Candidate Talk: Conversational Turn-Taking as a Dynamic Decision Process

September 29, 2008
Antoine Raux | Carnegie Mellon University

With the significant progress made in the past two decades in speech technologies, spoken dialog systems have been able to progressively handle more and more complex tasks, while at the same time becoming more sophisticated in handling the structure and the uncertainties inherent to conversation. Yet, at the lower level of timing and turn-taking, current systems are still rigid and brittle, particularly when natural language input is accepted. In this talk, I will focus specifically on the problem of end-of-turn detection, which has typically been handled by a pause detection mechanism combined with a fixed threshold on the duration of the pause (e.g. “consider that the user has finished their utterance when they pause for 700 ms or more”).

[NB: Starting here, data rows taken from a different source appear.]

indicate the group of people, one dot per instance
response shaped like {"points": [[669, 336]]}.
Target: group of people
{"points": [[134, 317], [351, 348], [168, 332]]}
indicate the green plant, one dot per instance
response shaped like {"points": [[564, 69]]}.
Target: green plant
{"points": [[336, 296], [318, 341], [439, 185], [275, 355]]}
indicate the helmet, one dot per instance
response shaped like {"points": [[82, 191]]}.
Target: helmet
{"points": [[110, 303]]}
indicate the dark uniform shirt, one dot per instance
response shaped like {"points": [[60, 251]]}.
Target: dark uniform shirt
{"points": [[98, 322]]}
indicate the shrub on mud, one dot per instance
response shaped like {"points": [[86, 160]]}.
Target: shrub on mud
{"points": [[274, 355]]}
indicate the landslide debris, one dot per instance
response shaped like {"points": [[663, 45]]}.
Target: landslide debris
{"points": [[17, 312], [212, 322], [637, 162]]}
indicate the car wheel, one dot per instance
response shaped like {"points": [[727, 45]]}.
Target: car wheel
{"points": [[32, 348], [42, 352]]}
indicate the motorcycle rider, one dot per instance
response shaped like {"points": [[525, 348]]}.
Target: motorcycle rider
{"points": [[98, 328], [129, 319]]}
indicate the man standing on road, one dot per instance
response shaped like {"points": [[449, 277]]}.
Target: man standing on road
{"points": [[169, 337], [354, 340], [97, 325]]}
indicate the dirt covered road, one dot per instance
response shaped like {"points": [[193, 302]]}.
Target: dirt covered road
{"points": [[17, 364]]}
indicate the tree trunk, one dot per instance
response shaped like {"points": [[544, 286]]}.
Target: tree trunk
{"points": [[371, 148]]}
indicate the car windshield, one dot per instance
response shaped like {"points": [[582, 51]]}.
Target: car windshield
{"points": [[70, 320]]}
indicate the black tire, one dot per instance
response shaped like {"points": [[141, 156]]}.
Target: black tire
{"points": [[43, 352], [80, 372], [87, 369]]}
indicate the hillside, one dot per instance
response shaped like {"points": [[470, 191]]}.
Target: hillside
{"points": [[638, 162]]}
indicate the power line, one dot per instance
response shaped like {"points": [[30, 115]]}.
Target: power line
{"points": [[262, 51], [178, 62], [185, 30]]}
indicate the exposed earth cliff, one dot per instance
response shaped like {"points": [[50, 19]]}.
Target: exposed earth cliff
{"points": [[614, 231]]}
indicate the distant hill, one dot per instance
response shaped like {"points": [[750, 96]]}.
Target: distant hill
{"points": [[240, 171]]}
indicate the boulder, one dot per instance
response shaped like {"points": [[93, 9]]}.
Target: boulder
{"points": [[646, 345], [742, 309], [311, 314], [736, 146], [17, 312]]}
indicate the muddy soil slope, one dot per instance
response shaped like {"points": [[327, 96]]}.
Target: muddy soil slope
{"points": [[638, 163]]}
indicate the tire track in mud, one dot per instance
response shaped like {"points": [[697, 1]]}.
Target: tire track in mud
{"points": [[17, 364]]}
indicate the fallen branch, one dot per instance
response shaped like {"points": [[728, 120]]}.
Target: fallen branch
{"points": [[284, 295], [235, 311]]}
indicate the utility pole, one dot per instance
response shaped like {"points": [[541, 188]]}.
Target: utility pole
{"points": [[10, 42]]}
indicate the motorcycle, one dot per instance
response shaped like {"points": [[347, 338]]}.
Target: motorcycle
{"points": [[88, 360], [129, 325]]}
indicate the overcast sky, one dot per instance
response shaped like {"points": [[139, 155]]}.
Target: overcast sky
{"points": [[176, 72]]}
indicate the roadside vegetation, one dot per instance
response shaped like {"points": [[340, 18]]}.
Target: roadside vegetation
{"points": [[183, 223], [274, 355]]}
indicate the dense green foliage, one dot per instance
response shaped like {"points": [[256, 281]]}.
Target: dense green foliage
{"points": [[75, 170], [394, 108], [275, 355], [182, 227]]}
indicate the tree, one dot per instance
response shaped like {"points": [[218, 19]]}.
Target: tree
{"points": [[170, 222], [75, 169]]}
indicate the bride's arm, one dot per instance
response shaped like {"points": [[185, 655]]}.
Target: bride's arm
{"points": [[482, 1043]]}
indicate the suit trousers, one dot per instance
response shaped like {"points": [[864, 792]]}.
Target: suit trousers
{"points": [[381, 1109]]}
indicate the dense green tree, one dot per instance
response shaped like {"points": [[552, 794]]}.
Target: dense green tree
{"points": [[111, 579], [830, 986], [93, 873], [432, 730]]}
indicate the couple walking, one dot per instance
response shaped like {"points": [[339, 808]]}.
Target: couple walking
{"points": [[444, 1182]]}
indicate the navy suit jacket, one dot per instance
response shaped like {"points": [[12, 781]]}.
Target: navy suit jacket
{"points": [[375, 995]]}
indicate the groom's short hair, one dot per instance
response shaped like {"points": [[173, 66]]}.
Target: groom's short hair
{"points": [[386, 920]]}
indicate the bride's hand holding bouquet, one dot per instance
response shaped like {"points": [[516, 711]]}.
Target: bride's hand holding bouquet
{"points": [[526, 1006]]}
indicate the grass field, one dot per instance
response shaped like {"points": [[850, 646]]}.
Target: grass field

The limitations of this approach are obvious. If the threshold is short, the system will be prone to interrupting the user in the middle of their turn (“cut-ins”), whereas if it’s long, system latency will suffer. In order to address these issues, we designed an algorithm to dynamically set the threshold for each pause using features available from different levels of dialog, from speech recognition scores, to prosody, to semantic interpretations, to discourse structure. By combining these features in a single decision tree, we were able to reduce system latency for a fixed cut-in rate up to 24% in a publicly deployed spoken dialog system.
We then moved one step further and frame turn-taking as a dynamic decision process, i.e. one in which time is an important factor in the utility/cost of each possible action. By grounding the problem in a well established theoretical framework, we have been able to 1) improve over our previous results with latency reductions over a fixed threshold baseline of up to 35%, 2) integrate the turn-taking mechanism in a general spoken dialog architecture that captures the relationship between low levels of interaction and higher discourse structure, and 3) generalize the approach to other aspects of turn-taking, such as interruption detection.

Speaker Details

Antoine Raux is a PhD candidate at the Language Technologies Institute in Carnegie Mellon University’s School of Computer Science. His interests are in speech technologies in general and his thesis work focuses on low level interactional aspects of spoken dialog systems. He has published refereed papers in many areas of speech processing, including speech recognition, synthesis, spoken dialog systems and computer-assisted language learning. Prior his PhD, Antoine got a Masters degree in Intelligence Science and Technology from Kyoto University (Japan), and a Engineering Diploma from Ecole Polytechnique (France). He is married and the proud father of a 4-year-old boy and a 1-year-old girl.